Rachel stood in numb silence. A nurse held Shira down on the examining table as the resident began to thread a thin needle into a vein. But within seconds, the infant's face turned dusky and her skin mottled. The resident's eyes widened with alarm.

"She's de-tuning," he said to the nurse.

All at once, a frenzy of activity engulfed the child. Blood was drawn, a mask fitted over her face, and a large ambu bag attached to the mask to force air into her lungs. "Her pressure is falling. Give her a bolus of IV fluid," the resident ordered.

Rachel didn't know what a "bolus" was, or what "de-tuning" meant, or why holding down her baby for a few seconds had precipitated a crisis. Another nurse soon entered the room with the results from the blood tests. "Her O2 saturation is seventy," she said.

The resident explained to Rachel that Shira's pneumonia was so severe that it was preventing her from getting enough oxygen to cope with even the most minor stress, like fussing while being held. "She needs to be in the ICU."

Rachel felt as if she were on one of those amusement park rides that spins you around in circles, turns you upside down, then flings you to the edge of the rail so your eyes blur, your stomach heaves, and your mind goes blank. "I ... I ... don't understand..."

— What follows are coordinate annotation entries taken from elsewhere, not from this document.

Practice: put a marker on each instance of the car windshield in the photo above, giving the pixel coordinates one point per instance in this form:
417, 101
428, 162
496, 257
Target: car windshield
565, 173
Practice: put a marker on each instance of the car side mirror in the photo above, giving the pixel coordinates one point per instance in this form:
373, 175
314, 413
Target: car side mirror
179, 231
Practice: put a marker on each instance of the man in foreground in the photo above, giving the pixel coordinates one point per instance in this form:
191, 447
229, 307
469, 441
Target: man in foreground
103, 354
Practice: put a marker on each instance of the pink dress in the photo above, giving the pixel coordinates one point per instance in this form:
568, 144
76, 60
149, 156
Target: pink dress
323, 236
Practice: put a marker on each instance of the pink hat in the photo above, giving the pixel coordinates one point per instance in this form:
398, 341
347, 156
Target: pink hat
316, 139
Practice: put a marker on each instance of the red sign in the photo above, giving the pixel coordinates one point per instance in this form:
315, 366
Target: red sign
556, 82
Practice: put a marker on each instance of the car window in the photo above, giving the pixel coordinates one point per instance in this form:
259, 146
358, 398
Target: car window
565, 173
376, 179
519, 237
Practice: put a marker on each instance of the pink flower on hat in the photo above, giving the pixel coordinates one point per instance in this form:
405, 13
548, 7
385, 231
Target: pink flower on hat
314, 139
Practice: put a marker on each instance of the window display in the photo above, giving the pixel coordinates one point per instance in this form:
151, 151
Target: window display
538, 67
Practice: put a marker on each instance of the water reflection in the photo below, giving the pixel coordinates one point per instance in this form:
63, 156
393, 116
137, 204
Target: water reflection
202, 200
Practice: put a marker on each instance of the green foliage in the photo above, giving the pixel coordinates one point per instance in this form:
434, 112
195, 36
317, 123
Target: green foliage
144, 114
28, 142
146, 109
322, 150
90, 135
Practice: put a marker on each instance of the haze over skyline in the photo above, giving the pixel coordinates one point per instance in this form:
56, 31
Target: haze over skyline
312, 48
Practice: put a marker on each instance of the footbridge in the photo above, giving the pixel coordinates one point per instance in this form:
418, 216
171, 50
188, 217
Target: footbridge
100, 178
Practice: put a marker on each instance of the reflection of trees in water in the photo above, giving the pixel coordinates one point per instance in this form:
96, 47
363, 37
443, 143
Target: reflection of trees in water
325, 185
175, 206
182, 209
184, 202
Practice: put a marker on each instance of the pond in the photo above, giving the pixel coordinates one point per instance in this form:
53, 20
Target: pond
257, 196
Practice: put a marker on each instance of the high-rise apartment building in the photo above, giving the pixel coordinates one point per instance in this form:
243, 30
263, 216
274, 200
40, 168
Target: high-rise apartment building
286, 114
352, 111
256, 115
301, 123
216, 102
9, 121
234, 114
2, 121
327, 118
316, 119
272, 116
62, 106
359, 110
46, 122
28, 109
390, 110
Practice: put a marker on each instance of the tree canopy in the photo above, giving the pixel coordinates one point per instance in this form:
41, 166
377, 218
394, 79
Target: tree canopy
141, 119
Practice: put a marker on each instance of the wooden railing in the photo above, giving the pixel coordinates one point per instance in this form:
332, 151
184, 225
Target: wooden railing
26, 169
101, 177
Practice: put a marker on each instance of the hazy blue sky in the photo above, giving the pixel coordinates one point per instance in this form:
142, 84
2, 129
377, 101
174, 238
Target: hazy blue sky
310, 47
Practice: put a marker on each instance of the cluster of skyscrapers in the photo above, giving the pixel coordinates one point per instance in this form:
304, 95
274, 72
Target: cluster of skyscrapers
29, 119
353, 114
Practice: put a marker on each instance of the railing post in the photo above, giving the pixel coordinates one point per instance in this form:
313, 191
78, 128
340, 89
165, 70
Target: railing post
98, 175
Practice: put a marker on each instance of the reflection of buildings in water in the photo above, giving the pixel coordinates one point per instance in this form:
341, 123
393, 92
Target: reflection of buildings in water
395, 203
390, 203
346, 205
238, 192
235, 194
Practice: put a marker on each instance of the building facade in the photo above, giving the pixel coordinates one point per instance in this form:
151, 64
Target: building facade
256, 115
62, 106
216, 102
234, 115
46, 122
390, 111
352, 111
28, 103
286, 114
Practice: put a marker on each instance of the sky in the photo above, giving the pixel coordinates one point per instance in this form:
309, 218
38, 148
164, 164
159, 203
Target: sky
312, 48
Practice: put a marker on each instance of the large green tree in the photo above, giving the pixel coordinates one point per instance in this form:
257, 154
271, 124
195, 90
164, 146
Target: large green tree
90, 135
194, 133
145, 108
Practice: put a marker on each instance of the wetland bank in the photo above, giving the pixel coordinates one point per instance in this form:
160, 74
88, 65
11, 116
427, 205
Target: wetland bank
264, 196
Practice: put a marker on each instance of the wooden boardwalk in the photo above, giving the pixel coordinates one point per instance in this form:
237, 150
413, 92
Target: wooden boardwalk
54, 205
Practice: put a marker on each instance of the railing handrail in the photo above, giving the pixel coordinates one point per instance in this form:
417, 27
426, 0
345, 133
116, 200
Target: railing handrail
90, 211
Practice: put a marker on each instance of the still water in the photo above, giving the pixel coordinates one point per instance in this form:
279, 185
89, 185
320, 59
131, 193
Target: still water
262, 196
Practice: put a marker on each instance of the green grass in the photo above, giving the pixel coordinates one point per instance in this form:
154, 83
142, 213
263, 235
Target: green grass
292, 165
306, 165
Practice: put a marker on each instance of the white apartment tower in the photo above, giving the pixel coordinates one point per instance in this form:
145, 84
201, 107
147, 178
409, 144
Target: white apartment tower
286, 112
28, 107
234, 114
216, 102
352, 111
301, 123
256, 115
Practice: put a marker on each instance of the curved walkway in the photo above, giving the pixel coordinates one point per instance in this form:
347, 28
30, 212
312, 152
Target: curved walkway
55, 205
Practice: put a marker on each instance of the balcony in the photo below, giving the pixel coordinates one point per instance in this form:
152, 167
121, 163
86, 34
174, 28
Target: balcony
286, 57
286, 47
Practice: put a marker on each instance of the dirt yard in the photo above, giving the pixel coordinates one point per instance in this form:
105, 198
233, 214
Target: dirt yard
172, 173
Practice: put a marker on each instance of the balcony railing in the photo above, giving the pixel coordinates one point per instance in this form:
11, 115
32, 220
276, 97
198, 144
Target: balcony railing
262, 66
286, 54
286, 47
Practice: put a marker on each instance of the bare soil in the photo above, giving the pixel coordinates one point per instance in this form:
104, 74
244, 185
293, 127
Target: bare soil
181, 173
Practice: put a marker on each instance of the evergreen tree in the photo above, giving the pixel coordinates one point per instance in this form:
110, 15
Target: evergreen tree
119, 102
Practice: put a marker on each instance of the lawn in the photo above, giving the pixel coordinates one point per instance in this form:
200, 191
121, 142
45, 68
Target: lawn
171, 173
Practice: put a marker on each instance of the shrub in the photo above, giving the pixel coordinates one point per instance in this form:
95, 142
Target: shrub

The resident placed the chest x-ray on the light box attached to the wall. "This is the heart," he said, tracing a white shape in the center of the chest that looked like a giant teardrop. "Around the heart are the lungs. They should be black on the x-ray, because normally they are filled with air and the x-ray beam passes through." Rachel looked at the lungs. They were almost as opaque as the heart. She felt her throat tightening. "Instead, the lungs are what we call 'ground glass' in appearance." Rachel wasn't sure whether the lungs resembled ground glass or a snowstorm. What she needed to know was what it meant for her baby.

"We'll cover her broadly with multiple antibiotics and add an antifungal agent because of what we found in her mouth," the resident said. "And for now, we'll give her oxygen via prongs that fit in her nose."

"What could it be?" Rachel asked.

"It could be anything," the resident replied. "Something common, like a virus, or something unusual, from Vietnam."